Usually, the more you Pilot a dog, the less you have to Pilot a dog. Sparta and I have passed a great many dogs on our walks without incident because I have always answered her questions about them. Sometimes it is literally just a tap on the leash with my ring finger (“No, we aren’t hunting that squirrel”) to “shutting the door” on her. The very act of answering a question makes her more in tune with me. She naturally starts to look at me, rather than that other dog she’s just spotted, to gauge my reaction. I look bored, so she figures it’s not a big deal. Again, sometimes that’s not enough of an answer for her, so I have to use more Piloting.
Sparta is a dog, and her reactions to other dogs and other humans (read: non-pack) is well within normal and healthy for a typical canid. Just as all humans don’t exhibit the same amount of sociability, neither do dogs. The difference between humans and dogs in this instance is that humans are living in a human world, one that we understand. We know that the man coming to our door isn’t going to kill us… he’s merely delivering the mail.
Not every dog lives with someone who is willing Pilot them so readily. Most dogs haven’t been abused or taught to react this way. There was no trigger for them to start asking so many questions, with such dangerous results if they answer the questions themselves. So at what point is it okay to say “goodbye”? That’s the question I started off with.
When is it okay to put a healthy dog down due to the level of questions being asked, and the intensity with which they answer their own questions? I firmly believe the humans come first. The concept of euthanizing an otherwise healthy dog is always tragic, but sometimes necessary. Rehoming is not always an option. That’s like handing over a lit stick of dynomite to someone without warning them what happens when the fuse runs out. That isn’t solving the problem, it’s shifting responsibility. The dog typically still ends up asking a question that isn’t answered, and it ends badly. Sometimes the end result involves a child.

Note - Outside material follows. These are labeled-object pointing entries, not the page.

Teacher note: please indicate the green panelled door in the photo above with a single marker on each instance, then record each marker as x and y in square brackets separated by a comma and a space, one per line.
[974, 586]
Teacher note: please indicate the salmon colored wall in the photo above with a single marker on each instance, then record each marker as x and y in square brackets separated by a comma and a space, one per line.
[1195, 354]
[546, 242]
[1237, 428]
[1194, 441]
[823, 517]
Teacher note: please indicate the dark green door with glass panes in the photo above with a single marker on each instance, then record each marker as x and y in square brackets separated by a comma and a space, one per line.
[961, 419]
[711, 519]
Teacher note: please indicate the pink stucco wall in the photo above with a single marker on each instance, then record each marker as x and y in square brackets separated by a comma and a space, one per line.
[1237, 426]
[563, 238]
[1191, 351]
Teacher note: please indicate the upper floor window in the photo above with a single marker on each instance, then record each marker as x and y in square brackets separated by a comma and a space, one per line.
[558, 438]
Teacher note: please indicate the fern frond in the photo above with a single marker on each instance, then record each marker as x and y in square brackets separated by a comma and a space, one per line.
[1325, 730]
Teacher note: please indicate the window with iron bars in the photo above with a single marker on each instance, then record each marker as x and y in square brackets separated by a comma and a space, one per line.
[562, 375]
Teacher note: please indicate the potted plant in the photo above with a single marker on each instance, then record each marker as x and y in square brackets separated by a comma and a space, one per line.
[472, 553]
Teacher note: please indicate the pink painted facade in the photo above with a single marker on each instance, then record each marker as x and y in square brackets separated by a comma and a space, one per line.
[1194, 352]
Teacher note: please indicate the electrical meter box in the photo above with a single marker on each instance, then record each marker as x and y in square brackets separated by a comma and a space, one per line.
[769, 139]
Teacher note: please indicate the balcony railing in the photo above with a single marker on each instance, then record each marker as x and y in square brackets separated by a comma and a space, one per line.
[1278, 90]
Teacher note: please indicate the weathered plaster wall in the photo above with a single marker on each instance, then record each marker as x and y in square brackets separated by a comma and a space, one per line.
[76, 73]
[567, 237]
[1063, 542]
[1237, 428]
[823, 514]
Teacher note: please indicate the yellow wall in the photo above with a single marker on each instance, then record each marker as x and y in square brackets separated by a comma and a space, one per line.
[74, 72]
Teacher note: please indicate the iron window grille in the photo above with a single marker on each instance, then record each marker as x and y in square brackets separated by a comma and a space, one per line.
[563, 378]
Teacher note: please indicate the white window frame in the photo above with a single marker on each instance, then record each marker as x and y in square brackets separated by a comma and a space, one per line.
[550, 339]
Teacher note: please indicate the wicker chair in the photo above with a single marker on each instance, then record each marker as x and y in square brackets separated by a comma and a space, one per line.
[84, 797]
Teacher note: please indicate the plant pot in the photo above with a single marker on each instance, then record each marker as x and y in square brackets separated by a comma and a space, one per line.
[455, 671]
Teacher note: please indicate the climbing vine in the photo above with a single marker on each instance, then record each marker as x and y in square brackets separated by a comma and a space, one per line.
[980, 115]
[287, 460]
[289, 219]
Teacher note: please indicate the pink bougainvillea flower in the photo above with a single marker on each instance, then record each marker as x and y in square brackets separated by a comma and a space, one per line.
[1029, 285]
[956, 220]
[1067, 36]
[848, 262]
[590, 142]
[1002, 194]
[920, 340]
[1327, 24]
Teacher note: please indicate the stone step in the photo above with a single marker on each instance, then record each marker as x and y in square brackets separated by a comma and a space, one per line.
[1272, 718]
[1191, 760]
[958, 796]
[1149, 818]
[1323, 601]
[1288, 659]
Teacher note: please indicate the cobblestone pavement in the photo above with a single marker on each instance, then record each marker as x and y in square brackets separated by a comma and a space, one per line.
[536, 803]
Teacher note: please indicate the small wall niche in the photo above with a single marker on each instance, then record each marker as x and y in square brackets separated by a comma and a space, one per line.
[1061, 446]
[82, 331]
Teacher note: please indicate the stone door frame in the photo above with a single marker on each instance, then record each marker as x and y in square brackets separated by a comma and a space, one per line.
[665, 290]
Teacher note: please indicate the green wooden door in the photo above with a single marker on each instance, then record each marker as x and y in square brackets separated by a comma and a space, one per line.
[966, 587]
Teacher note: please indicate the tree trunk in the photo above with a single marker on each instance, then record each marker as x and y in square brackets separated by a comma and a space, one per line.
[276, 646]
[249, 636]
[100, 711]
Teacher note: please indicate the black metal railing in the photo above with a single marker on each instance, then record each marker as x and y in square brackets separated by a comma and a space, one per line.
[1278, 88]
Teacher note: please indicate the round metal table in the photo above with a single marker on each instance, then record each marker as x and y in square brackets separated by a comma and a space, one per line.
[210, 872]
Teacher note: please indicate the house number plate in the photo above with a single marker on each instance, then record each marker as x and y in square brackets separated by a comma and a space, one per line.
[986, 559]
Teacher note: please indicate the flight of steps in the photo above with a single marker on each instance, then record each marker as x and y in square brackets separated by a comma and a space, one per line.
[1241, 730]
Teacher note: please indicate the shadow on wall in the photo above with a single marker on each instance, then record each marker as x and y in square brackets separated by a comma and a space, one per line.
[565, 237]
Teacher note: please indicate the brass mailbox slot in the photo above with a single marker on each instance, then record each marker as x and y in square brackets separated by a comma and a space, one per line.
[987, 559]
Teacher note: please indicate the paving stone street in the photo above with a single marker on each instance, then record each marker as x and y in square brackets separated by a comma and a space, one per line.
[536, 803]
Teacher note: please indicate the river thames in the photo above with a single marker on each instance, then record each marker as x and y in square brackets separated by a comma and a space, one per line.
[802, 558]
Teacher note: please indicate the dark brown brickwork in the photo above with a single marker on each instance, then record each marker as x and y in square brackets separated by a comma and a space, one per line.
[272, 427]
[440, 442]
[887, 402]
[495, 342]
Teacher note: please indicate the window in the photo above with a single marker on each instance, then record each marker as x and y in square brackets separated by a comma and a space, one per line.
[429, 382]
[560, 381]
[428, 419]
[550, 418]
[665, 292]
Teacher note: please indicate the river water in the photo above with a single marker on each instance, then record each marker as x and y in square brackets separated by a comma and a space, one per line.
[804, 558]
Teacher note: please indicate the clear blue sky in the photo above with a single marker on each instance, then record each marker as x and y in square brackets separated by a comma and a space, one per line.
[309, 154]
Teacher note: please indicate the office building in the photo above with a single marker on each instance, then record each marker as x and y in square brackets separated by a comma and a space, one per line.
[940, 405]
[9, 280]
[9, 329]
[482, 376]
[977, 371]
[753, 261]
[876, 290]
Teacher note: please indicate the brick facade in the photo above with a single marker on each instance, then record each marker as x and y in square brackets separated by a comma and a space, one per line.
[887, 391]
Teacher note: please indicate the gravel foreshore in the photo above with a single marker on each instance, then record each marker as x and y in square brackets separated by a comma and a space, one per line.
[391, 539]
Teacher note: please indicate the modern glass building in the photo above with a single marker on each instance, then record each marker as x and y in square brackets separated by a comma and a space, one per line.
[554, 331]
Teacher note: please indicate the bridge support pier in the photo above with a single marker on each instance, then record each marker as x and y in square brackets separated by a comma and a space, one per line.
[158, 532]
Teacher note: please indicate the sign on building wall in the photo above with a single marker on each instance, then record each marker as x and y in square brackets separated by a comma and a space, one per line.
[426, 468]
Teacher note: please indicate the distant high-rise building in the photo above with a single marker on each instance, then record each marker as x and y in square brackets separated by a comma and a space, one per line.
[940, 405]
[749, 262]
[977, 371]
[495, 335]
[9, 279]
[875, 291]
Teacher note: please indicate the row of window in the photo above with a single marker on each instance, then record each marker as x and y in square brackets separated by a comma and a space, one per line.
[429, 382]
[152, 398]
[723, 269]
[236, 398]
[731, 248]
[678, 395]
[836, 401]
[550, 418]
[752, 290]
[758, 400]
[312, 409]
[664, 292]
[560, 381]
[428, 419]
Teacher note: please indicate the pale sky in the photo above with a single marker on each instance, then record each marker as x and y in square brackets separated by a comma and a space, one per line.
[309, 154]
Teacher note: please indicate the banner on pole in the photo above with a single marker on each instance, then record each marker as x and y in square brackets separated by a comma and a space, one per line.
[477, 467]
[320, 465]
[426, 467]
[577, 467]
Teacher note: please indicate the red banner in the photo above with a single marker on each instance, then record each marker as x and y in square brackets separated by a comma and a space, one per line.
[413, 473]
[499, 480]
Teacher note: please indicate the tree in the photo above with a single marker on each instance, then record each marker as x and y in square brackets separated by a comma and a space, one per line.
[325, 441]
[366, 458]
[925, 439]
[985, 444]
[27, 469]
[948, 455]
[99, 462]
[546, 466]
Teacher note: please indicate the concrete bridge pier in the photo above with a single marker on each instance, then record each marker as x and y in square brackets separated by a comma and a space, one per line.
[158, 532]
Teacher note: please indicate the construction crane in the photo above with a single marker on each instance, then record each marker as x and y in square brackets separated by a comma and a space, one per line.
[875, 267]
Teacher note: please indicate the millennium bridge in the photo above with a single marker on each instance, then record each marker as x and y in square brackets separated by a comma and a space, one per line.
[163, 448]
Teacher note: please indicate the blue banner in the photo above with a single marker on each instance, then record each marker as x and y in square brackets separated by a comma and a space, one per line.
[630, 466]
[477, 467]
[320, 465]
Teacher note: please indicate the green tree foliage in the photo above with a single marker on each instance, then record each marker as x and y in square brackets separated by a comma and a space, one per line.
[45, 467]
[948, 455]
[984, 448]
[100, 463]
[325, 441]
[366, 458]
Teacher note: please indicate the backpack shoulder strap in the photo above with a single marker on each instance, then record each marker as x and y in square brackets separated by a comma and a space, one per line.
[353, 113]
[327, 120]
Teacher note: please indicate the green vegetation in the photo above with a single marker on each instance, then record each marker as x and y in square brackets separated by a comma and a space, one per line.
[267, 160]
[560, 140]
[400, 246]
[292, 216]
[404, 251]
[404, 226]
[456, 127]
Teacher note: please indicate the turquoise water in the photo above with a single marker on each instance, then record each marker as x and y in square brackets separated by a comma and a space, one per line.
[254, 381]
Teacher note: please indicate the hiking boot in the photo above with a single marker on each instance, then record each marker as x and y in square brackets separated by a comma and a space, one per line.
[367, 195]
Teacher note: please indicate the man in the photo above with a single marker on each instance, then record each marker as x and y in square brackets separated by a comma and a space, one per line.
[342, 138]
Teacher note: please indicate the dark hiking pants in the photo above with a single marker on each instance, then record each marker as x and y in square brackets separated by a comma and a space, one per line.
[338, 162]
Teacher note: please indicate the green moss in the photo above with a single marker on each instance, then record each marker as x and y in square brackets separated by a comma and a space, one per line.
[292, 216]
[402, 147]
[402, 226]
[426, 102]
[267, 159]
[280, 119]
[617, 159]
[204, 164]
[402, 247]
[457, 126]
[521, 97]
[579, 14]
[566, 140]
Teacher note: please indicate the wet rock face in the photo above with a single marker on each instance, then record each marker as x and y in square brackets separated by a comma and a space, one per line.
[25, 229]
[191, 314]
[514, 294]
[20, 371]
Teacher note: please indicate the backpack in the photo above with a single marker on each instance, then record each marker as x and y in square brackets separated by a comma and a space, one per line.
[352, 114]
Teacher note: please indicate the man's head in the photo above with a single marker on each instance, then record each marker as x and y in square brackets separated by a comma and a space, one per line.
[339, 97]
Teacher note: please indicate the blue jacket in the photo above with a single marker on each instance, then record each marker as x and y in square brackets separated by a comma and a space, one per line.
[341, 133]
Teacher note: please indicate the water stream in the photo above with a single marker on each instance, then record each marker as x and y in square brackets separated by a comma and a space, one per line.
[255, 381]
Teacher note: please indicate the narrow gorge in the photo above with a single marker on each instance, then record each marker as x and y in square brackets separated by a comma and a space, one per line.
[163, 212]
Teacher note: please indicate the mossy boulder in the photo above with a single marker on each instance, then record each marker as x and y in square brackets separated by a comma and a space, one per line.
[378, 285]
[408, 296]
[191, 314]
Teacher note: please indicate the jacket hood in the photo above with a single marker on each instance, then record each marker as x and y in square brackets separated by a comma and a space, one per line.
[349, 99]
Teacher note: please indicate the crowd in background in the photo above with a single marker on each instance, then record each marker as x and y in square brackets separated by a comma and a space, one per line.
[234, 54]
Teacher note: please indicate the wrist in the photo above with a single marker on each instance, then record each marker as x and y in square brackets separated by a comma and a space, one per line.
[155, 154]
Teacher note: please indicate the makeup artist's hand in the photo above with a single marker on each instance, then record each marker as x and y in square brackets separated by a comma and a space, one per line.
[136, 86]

Yes, it feels good to save these types of dogs, be can’t, and shouldn’t, save them all. There aren’t enough facilities for the “low-key” dogs. The ones whose toughest questions are “Can I play with that?” or “Can we go for a walk?”. These dogs are being put down. If these dogs can’t find a home, why would someone take such a risk as to try to rehome a dog who is known to be aggressive? Again, that is merely shifting responsibility. The problem is that we want to save them all. The result is we can’t. It’s like trying to shove ten pounds of gold in a five pound bag. There just isn’t room.
Some people will get judgemental about this post. Saying that you never give up on a animal. That they never gave up on their animal. Ah…if only everyone could be in the same situation they are, able to never give up on their animals. But we all aren’t. Sometimes there are young children in the house. Sometimes someone becomes ill or infirm. Sometimes that beautiful, adorable puppy grows up and has severe guarding issues. Sometimes thing just can’t safely work out. Again, this isn’t about giving up. This is about knowing when it’s time to say a necessary “goodbye”.
This post is to a dear friend, “M”, who today will be saying goodbye. She is a true Pilot, and a wonderful human being. Please share your support for the difficult, painful decision she has had to make today. Thank you, M, for your dedication to your dog. Just because the ending isn’t how you expected it to be doesn’t mean you didn’t see it through to to the end.